Day was forced to find another church willing to bury her mother. After the funeral, she reached out to Tyrone Jacques of the Church Folk Revolution, a site dedicated to turning the hot lights on abusive preachers. Day said that due to escalating medical costs, Blair was forced to get by on $60 a month. She also said that the church ignored her mother when it was apparent she was no longer able to support the church financially. To her amazement, Day says that Pastor Houston told her that if a member is unable to support the church financially, it is the family’s responsibility to keep up that member’s tithe. Day also said that no one from Fourth Missionary checked on her mother or reached out to her during her illness.

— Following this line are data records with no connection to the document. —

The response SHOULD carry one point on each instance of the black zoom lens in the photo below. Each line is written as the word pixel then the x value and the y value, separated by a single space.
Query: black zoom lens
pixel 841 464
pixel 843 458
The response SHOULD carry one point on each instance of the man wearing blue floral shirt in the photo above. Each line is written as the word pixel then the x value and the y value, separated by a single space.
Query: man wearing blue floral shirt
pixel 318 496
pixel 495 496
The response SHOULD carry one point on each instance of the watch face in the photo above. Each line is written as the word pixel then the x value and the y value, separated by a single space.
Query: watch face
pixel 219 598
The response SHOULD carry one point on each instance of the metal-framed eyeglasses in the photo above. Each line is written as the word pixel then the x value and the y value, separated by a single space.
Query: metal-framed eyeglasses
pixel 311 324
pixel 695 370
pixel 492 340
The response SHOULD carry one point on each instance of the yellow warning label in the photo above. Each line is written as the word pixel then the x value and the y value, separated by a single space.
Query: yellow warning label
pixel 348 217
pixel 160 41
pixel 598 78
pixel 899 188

Jacques drove from his home in New Orleans to Houston in hopes of getting Pastor Houston to relent. Pastor Houston replied that Blair was no longer an active member because she was anywhere from eight to ten years behind in her tithes. He refused to allow the funeral to take place at the church–even when Jacques offered to foot the bill and hold it on a day when the church was officially closed. Then, to pile obscenity on top of insult and injury, Pastor Houston suggested that Day and her family really didn’t care about Blair because they never bothered to chip in to keep her membership active.
The really disgusting thing about this affair is that even if Pastor Houston is telling the truth and Blair was a decade in arrears on her tithes, that would have meant she was 83 years old when she last paid her tithe. Jacques asks the obvious question–what kind of pastor would subject an 83-year-old woman on a fixed income to such ugly, nakedly aggressive tactics? Jacques has gotten in touch with at least three other families who have been squeezed by this callous policy. He’s also launched “The Olivia Blair Project” to focus on the havoc overly aggressive tithing policies wreak on people, especially those living on fixed incomes.

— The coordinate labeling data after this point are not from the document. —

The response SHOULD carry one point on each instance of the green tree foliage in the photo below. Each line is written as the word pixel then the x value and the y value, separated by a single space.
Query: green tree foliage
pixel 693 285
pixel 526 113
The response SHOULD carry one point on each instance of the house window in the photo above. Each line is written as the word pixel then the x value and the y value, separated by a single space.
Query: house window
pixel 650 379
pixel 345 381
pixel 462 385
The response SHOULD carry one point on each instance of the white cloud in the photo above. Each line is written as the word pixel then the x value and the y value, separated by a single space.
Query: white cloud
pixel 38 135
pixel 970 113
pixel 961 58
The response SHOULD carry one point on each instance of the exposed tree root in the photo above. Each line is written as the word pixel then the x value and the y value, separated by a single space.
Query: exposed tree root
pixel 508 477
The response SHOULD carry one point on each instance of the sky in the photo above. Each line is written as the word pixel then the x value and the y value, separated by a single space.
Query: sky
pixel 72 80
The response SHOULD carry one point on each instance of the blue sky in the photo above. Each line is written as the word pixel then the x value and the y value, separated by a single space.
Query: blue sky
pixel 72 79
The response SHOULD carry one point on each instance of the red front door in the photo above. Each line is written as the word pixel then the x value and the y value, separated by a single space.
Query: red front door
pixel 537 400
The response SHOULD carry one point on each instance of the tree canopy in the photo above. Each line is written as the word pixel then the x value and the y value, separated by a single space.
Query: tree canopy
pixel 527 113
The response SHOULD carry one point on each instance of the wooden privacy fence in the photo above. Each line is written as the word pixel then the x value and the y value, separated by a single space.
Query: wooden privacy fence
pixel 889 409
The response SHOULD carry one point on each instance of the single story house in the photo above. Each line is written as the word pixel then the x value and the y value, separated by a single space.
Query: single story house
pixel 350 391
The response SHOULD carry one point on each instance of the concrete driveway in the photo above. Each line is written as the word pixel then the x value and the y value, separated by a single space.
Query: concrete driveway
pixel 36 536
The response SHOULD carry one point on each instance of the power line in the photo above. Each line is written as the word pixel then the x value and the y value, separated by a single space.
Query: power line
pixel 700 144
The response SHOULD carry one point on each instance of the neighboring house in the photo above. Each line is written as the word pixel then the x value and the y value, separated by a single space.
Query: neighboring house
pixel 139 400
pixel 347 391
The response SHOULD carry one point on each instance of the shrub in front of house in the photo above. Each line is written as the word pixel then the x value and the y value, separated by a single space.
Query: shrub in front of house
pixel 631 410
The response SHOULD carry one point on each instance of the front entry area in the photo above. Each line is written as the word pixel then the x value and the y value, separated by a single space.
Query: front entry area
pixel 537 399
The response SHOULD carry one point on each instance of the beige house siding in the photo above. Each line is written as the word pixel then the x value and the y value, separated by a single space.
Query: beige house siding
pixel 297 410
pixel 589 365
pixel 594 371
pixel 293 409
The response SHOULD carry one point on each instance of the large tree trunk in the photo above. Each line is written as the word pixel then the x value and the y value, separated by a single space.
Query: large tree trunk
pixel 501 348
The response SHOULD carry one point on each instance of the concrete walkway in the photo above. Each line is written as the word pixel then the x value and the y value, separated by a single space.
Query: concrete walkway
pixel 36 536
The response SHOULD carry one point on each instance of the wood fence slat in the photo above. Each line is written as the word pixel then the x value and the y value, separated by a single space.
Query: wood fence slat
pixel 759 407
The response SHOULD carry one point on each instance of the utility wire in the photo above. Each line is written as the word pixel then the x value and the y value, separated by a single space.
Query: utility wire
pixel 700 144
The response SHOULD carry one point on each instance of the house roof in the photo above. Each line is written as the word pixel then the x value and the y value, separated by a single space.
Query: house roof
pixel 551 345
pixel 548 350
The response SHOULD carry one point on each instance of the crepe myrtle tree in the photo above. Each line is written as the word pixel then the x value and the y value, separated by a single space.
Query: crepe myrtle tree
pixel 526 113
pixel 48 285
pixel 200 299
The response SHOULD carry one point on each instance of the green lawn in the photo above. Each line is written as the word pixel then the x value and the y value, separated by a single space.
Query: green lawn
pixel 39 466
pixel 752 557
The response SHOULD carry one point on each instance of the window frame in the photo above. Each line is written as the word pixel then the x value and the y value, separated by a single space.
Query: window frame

I look at this, and I find myself seeing disturbing parallels with the tactics of big-time televangelists. A prime example of this came in 2009, when The New York Times dropped in on one of Kenneth Copeland’s “believers’ conventions.” Copeland told his flock that they should keep writing checks even in the midst of the economic quagmire. Another speaker, Jerry Savelle, even said they should keep giving when they’re on the verge of falling off the financial cliff. From where I’m sitting, the only difference I can see between this and what Day and her family had to endure is that Pastor Houston is doing it on a smaller scale.